Haedar Nasir: Pandemi Covid-19 Bukan Konspirasi
Menurut Haedar Nasir, pandemi Covid-19 adalah realitas yang dihadapi seluruh dunia.
REPUBLIKA.CO.ID, JAKARTA -- Ketua Umum Pimpinan Pusat Muhammadiyah Haedar Nashir mengatakan, pandemi Covid-19 bukan sebuah hasil konspirasi. Sebab, setiap negara dilanda wabah akibat penularan virus SARS-CoV-2 tersebut.
"Pandemi ini bukan ilusi, bukan konspirasi, tetapi realitas objektif yang tidak hanya dihadapi oleh Indonesia tetapi juga oleh seluruh bangsa di berbagai negara," kata Haedar melalui pengajian daring yang dipantau dari Jakarta, Jumat (10/7).
Haedar mengatakan, jangan terjebak pada pemikiran konspirasi yang justru membuat terlena terhadap konteks darurat penularan COVID-19 di tengah masyarakat. Selain itu, kata dia, agar jangan berselisih yang tidak produktif hanya karena mempersoalkan konspirasi.
"Kita tidak berselisih untuk hal ini karena ada hal mendasar yang harus kita pahami bersama. Konteksnya adalah konteks darurat pandemi. Ini adalah kondisi objektif agar kita semakin nyata," kata dia.
Muhammadiyah, kata dia, sudah menggerakan sejumlah sumber dayanya untuk ikut membantu dalam penanganan Covid-19. Seperti melalui layanan kesehatan, pendidikan dan ekonomi yang dimiliki.
"Jangan sebagai bagian Islam, kita menjadi bagian dari masalah atau menambah masalah. Kita harus jadi solusi. Saat ada musibah besar alhamdulillah Muhammadiyah mengambil langkah positif untuk memberi solusi itu. Agama dihadirkan untuk menjadi solusi," kata dia.
Haedar mengatakan, Muhammadiyah dalam ikut menanggulangi Covid-19 mengkombinasikan penjagaan jiwa dan agama. Dalam menjaga jiwa dilakukan dengan mencegah penularan dan menanggulangi Covid-19.
Sementara penjagaan agama, kata dia, Muhammadiyah mengajak warganya untuk tetap menjauhi kerumunan meski itu seperti shalat berjamaah di masa Covid-19 demi keselamatan bersama.
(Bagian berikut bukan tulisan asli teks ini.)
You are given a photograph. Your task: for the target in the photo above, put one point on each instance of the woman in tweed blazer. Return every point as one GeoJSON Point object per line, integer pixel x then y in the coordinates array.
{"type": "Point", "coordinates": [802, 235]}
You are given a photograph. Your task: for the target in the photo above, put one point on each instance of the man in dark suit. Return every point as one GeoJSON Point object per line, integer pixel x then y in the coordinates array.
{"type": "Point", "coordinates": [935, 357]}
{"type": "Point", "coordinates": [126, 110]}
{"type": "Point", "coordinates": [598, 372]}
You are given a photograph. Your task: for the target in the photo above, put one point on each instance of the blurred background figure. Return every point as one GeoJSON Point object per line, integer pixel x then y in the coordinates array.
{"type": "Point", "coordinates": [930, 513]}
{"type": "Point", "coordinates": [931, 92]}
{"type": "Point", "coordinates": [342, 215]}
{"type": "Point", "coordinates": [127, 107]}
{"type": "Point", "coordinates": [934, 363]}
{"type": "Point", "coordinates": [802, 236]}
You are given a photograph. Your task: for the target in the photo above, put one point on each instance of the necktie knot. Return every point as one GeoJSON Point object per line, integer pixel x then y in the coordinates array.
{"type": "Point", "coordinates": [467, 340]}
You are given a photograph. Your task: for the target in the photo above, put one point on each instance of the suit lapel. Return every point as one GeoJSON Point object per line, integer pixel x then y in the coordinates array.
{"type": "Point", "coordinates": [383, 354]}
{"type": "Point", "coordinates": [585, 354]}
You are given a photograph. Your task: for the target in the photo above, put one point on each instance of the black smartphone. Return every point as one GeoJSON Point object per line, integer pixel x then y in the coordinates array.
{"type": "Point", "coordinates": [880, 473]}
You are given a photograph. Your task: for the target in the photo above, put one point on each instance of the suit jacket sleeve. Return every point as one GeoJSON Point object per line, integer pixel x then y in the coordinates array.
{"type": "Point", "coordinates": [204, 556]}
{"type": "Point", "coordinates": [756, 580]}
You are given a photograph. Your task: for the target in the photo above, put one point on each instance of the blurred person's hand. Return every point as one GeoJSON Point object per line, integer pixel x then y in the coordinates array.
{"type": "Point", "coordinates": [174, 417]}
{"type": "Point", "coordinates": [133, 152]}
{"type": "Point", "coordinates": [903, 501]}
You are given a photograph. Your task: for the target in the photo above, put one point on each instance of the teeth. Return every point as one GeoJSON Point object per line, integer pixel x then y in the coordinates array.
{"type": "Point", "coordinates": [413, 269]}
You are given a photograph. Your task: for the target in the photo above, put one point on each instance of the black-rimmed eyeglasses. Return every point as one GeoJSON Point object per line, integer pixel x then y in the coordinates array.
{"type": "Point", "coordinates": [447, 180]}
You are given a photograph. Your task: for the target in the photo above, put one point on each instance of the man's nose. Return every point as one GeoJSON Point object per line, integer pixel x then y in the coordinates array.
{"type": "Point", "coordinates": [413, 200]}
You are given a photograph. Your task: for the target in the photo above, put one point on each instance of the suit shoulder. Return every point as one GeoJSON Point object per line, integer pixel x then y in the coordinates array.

"Kita mencegah penularan. Menjaga satu nyawa atau 'hifzun nafs' sama dengan seluruh nyawa, menjaga agama atau 'hifdzudin'. Ini jangan dipertentangkan. Bukan tidak shalat berjamaah dan shalat di rumah itu tidak menjaga agama tapi ini sudah memiliki dasar pertimbangan syariah. Muhammadiyah berusaha 'hifdzudin' dan 'hifdzunafs' jangan dipertentangkan," katanya.